I'm trying to convert a Python dictionary into a Python list, in order to perform some calculations.

#My dictionary
dict = {}
dict['Capital']="London"
dict['Food']="Fish&Chips"
dict['2012']="Olympics"

#lists
temp = []
dictList = []

#My attempt:
for key, value in dict.iteritems():
    aKey = key
    aValue = value
    temp.append(aKey)
    temp.append(aValue)
    dictList.append(temp) 
    aKey = ""
    aValue = ""

That's my attempt at it... but I can't work out what's wrong?

dict.items()

Does the trick.

Converting from dict to list is made easy in Python. Three examples:

>> d = {'a': 'Arthur', 'b': 'Belling'}

>> d.items()
[('a', 'Arthur'), ('b', 'Belling')]

>> d.keys()
['a', 'b']

>> d.values()
['Arthur', 'Belling']

Your problem is that you have key and value in quotes making them strings, i.e. you're setting aKey to contain the string "key" and not the value of the variable key. Also, you're not clearing out the temp list, so you're adding to it each time, instead of just having two items in it.

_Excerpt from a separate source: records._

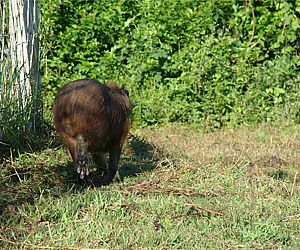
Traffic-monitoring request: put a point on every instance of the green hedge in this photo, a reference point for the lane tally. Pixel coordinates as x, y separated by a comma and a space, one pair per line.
213, 63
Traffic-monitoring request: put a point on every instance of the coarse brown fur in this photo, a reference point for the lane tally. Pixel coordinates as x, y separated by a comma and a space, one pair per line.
92, 119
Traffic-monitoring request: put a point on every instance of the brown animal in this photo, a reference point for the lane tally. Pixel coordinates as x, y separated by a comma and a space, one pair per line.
92, 119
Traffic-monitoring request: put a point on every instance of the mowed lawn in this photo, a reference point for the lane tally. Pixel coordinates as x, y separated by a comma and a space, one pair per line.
180, 189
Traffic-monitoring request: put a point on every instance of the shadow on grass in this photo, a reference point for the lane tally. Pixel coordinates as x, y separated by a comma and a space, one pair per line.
20, 185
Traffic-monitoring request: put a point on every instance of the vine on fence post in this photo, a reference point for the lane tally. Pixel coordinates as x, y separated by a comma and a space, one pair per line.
20, 84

To fix your code, try something like:

for key, value in dict.iteritems():
    temp = [key,value]
    dictlist.append(temp)

You don't need to copy the loop variables key and value into another variable before using them so I dropped them out. Similarly, you don't need to use append to build up a list, you can just specify it between square brackets as shown above. And we could have done dictlist.append([key,value]) if we wanted to be as brief as possible.

Or just use dict.items() as has been suggested.

You should use dict.items().

Here is a one liner solution for your problem:

[(k,v) for k,v in dict.items()]

and result:

[('Food', 'Fish&Chips'), ('2012', 'Olympics'), ('Capital', 'London')]

or you can do

l=[]
[l.extend([k,v]) for k,v in dict.items()]

for:

['Food', 'Fish&Chips', '2012', 'Olympics', 'Capital', 'London']

 >>> a = {'foo': 'bar', 'baz': 'quux', 'hello': 'world'}
 >>> list(reduce(lambda x, y: x + y, a.items()))
 ['foo', 'bar', 'baz', 'quux', 'hello', 'world']

To explain: a.items() returns a list of tuples. Adding two tuples together makes one tuple containing all elements. Thus the reduction creates one tuple containing all keys and values and then the list(...) makes a list from that.

Probably you just want this:

dictList = dict.items()

Your approach has two problems. For one you use key and value in quotes, which are strings with the letters "key" and "value", not related to the variables of that names. Also you keep adding elements to the "temporary" list and never get rid of old elements that are already in it from previous iterations. Make sure you have a new and empty temp list in each iteration and use the key and value variables:

for key, value in dict.iteritems():
    temp = []
    aKey = key
    aValue = value
    temp.append(aKey)
    temp.append(aValue)
    dictList.append(temp)

Also note that this could be written shorter without the temporary variables (and in Python 3 with items() instead of iteritems()):

for key, value in dict.items():
    dictList.append([key, value])

If you're making a dictionary only to make a list of tuples, as creating dicts like you are may be a pain, you might look into using zip()

Its especialy useful if you've got one heading, and multiple rows. For instance if I assume that you want Olympics stats for countries:

headers = ['Capital', 'Food', 'Year']
countries = [    ['London', 'Fish & Chips', '2012'],
    ['Beijing', 'Noodles', '2008'],
]

for olympics in countries:
    print zip(headers, olympics)

gives

[('Capital', 'London'), ('Food', 'Fish & Chips'), ('Year', '2012')]
[('Capital', 'Beijing'), ('Food', 'Noodles'), ('Year', '2008')]

Don't know if thats the end goal, and my be off topic, but it could be something to keep in mind.